Managing Suppliers - Supplier Scorecards


If you do reading about Supplier Scorecards most of the time the authors will talk about the roles in evaluating performance and using them to improve performance. My opinion is that Supplier scorecards real value scorecards is in their potential use:
  1. If your collect and retain the information from the scorecard for use by others in your company, the scorecard should help others from making the same mistake in hiring a problem Supplier over and over again.
  2. The scorecard should be used to drive performance during the term of the agreement.
  3. If you have objectively measureable performance levels, they should be contractually linked to additional commitments or remedies.
  4. Scorecards should be used in subsequent negotiations to either:
    1. Get contractual assurances that there will be improvements in performance to committed levels or
    2. Used to reduce the price you pay the Supplier because of the cost their performance is causing you.

The most difficult thing in contractually linking performance to additional commitments and remedies falls in three areas:
  1. What levels of performance are unacceptable, acceptable, or superior?
  2. How do you come up with timely, credible, objective measurements?
  3. If commitments or remedies are tied to an overall score, what are the items that will be measured and what is the weighting?

Traditional measurements that can be timely, credible and objective are things such as late delivery, order accuracy quality and meeting cost or cost reduction commitments. Slightly less objective are most customer satisfaction measurements such as overall responsiveness, response to changes or problems, management oversight required, customer support provided. Overall management ratings tend to also be slightly less objective and would include management processes and problems such production control, MRP, 6 sigma implementation and use and complexity of customer facing systems and processes,

At the end of the day all Supplier caused problems wind up costing the Buyer and provide no added value. Scorecard processes are needed to not just highlight the Supplier’s performance but to also remind them of the cost of doing business with them. You use them to remind the Supplier that if they want to either retain the business they have or be considered for new business, they need to change.  They other message all of the costs they have created will be take into account in awarding new business, so if they don’t change they will need to price their product or service that much lower than their competition to offset the difference.

I can remember the first time we implemented scorecards at one of my previous employers.

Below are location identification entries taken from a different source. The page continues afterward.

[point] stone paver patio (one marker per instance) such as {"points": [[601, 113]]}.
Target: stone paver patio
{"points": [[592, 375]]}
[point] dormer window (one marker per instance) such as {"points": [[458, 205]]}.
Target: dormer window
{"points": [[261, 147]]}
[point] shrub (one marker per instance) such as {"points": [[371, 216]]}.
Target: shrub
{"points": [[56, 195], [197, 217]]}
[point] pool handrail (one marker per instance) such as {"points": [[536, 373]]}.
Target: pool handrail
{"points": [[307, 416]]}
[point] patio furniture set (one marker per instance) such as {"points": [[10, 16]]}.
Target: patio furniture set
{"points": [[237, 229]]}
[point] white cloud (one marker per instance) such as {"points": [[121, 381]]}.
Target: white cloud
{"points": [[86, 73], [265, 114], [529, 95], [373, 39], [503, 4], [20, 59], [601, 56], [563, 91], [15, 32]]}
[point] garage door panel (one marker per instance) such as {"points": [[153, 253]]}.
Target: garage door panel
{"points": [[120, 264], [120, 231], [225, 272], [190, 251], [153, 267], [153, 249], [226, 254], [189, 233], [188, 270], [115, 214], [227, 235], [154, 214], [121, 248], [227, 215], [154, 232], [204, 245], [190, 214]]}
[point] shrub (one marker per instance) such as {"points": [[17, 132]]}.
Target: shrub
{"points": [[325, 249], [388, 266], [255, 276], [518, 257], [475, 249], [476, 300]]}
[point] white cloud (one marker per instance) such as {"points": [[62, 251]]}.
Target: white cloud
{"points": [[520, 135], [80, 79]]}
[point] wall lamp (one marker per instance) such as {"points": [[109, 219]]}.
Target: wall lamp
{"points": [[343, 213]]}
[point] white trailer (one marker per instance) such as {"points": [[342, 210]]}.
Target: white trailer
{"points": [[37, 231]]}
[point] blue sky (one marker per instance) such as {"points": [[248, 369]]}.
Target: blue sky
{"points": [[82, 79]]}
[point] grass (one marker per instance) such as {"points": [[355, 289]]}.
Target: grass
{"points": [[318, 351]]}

There was significant reluctance on the part of the Suppliers. Some readily accepted it and started to work on improvement and some didn’t and spent most of their time arguing over whether the numbers were real and whether the measurements were objective or not. When we implemented the program we told all Suppliers that the scorecard measurements would be one of the criteria we used in awarding future business.  When some long term suppliers didn’t get any business, or had their business dramatically reduced, they all complained. Our simple response was they were the ones that made the decision. We told them what we would do. We told them what was important. They opted not to take the necessary actions and they were now feeling the result of their decisions. They were costing us money, and their price wasn’t low enough to competitively offset the difference from Suppliers who were meeting all the commitments.

If your company uses Supplier Scorecards,  make sure you read them as preparation for preparing your contract or amendment and for your your negotiation.  Identify any problem areas that need to be corrected and address those as commitments in your new agreement or make them conditions of any new award and include them in the amendment to add new business to an existing agreement.  If they 
won't agree to them and you have other sources use that to negotiate a better price or buy from the alternative source.